Divergent Immune Pathways in Coronary Artery Disease and Aortic Stenosis: The Role of Chronic Inflammation and Senescence

Round 1

Reviewer 1 Report

Comments and Suggestions for Authors

The manuscript is very interesting but I would like to issue several suggestions.

In the Introduction there are two consecutive paragraphs starting with Furthermore which is repetitive.

In the main text, the first reference is 23, then 30. They should be in order from 1.

A figure would be useful in the introduction to better illustrate the pathophysiology of atherosclerosis.

The references should be written in the MDPI format.

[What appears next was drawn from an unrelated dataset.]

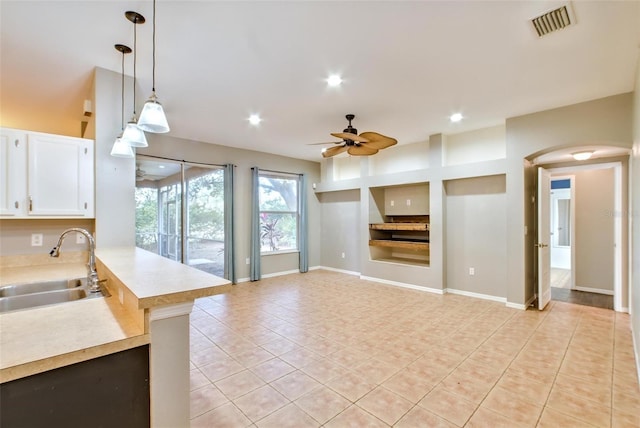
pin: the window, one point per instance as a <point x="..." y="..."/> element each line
<point x="167" y="191"/>
<point x="279" y="208"/>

Table 1 is far too long, maybe it should be split in several tables.

Author Response

Comment 1: In the Introduction there are two consecutive paragraphs starting with Furthermore which is repetitive.

Response 1: We thank the reviewer for pointing this out. We have revised the text in the Introduction to remove the repetition. The second occurrence of "Furthermore" has been replaced with alternative phrasing for improved readability.

Comment 2: In the main text, the first reference is 23, then 30. They should be in order from 1.

Response 2: We appreciate this observation and apologise for the mistake. All references have now been reordered to appear sequentially in the text, starting from reference 1.

Comment 3: A figure would be useful in the introduction to better illustrate the pathophysiology of atherosclerosis.

Response 3: As suggested, we have included a new schematic figure in the Introduction (new Figure 1) to illustrate the key steps in the pathophysiology of atherosclerosis. This figure aims to enhance the reader’s understanding of the disease mechanisms discussed. We have renamed the rest of the figures accordingly.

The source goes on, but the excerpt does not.